Admiral Greer nodded. “It’s what they pay us for. Back to the Pope,” he suggested.

“The President is still asking questions,” Moore confirmed.

“If they do anything, it won’t be a Russian. Too many political pitfalls, Arthur.”

“Again, I agree. But what the hell does that leave us?” , “They use the Bulgarians for wet work,” Greer pointed out.

“So, look for a Bulgarian shooter?” , “How many Bulgars make pilgrimages to Rome, you suppose?”

“We can’t tell the Italians to look into that, can we? It would leak sure as hell, and we can’t have that. It would look pretty stupid in the press.
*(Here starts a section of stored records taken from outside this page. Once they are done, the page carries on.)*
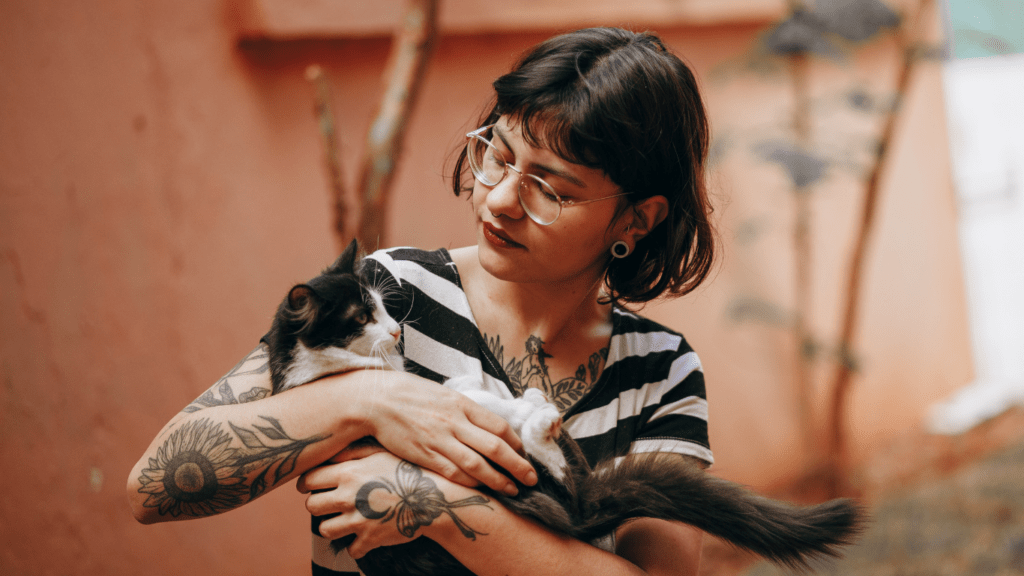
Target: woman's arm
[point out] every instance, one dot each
(385, 501)
(237, 442)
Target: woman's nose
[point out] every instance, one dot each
(503, 198)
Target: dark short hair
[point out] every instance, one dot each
(621, 101)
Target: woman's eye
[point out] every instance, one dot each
(496, 158)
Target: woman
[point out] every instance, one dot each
(587, 183)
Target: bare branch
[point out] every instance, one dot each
(332, 157)
(411, 51)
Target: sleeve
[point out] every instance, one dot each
(678, 422)
(381, 273)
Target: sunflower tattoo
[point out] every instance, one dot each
(198, 472)
(420, 502)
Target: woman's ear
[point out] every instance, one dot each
(643, 216)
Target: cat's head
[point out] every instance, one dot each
(339, 310)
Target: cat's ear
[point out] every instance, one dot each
(346, 261)
(303, 303)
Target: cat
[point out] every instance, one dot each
(334, 323)
(337, 322)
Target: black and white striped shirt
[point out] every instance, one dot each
(649, 398)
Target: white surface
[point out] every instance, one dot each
(986, 119)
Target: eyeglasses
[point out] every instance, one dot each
(538, 199)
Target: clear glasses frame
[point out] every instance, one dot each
(537, 197)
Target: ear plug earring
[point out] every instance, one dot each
(620, 249)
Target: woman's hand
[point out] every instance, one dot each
(381, 499)
(442, 430)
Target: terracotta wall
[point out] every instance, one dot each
(161, 187)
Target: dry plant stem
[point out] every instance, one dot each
(407, 66)
(908, 38)
(332, 157)
(799, 65)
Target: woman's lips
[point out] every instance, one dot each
(499, 238)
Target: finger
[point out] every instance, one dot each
(321, 478)
(437, 462)
(480, 469)
(355, 453)
(359, 547)
(499, 452)
(330, 502)
(337, 527)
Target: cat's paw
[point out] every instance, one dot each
(535, 397)
(463, 383)
(539, 434)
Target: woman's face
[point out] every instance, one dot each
(515, 248)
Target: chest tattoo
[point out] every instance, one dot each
(531, 371)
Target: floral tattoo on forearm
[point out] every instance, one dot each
(255, 363)
(198, 472)
(420, 502)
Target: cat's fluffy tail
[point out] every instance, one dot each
(672, 488)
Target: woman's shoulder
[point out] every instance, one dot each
(644, 334)
(406, 263)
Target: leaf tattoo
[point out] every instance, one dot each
(531, 371)
(198, 472)
(255, 363)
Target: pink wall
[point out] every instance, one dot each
(161, 187)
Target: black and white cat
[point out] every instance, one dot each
(337, 322)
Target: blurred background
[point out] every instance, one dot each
(169, 169)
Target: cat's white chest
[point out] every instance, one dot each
(536, 420)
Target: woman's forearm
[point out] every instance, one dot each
(503, 537)
(222, 452)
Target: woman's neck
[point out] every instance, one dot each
(550, 311)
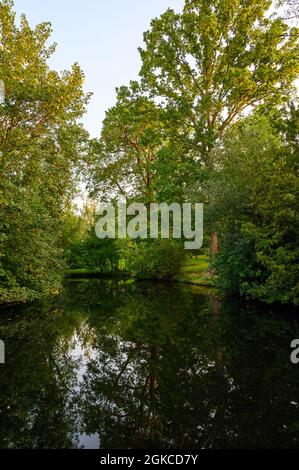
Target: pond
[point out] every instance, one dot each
(151, 365)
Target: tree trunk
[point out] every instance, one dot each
(214, 244)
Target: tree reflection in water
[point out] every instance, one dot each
(147, 365)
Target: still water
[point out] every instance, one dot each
(117, 365)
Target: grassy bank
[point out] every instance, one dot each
(195, 270)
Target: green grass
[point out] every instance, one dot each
(196, 271)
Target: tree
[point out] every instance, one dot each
(255, 205)
(40, 147)
(124, 158)
(213, 62)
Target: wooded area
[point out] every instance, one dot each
(213, 119)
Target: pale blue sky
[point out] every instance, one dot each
(102, 36)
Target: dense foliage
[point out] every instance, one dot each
(256, 204)
(210, 120)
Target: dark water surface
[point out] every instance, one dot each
(150, 365)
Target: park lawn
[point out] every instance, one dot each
(195, 270)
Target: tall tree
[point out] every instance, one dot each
(40, 145)
(216, 60)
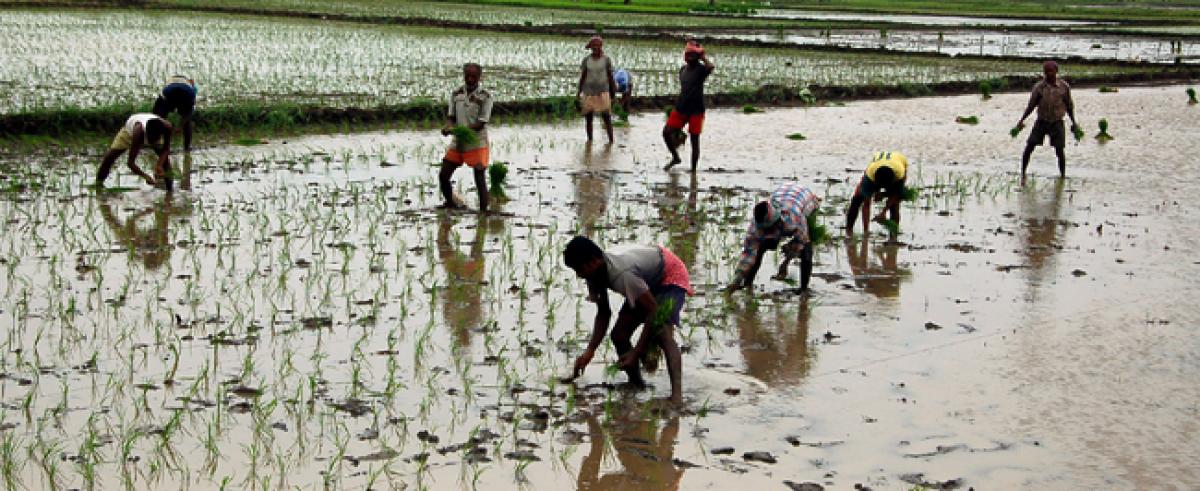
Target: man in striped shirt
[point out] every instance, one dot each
(789, 214)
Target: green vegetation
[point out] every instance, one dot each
(465, 136)
(1079, 10)
(497, 175)
(891, 226)
(1103, 136)
(1078, 132)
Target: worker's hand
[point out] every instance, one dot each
(582, 363)
(629, 360)
(783, 273)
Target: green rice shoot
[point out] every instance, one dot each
(465, 136)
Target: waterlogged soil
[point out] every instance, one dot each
(300, 315)
(987, 43)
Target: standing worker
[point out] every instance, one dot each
(1051, 97)
(471, 108)
(624, 87)
(885, 175)
(689, 108)
(790, 211)
(178, 95)
(597, 87)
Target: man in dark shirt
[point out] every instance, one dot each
(690, 106)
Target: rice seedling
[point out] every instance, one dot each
(497, 175)
(891, 226)
(465, 136)
(1103, 136)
It’s just something we can’t do, James.”

Greer let out a long breath. “Yeah, I know, not without something firm.”

“Firmer than what we have now—and that’s air, James, just plain damned air.” It would be nice, Judge Moore thought, if CIA were as powerful as the movies and the critics think we are. Not all the time. Just once in a while. But they weren’t, and that was a fact.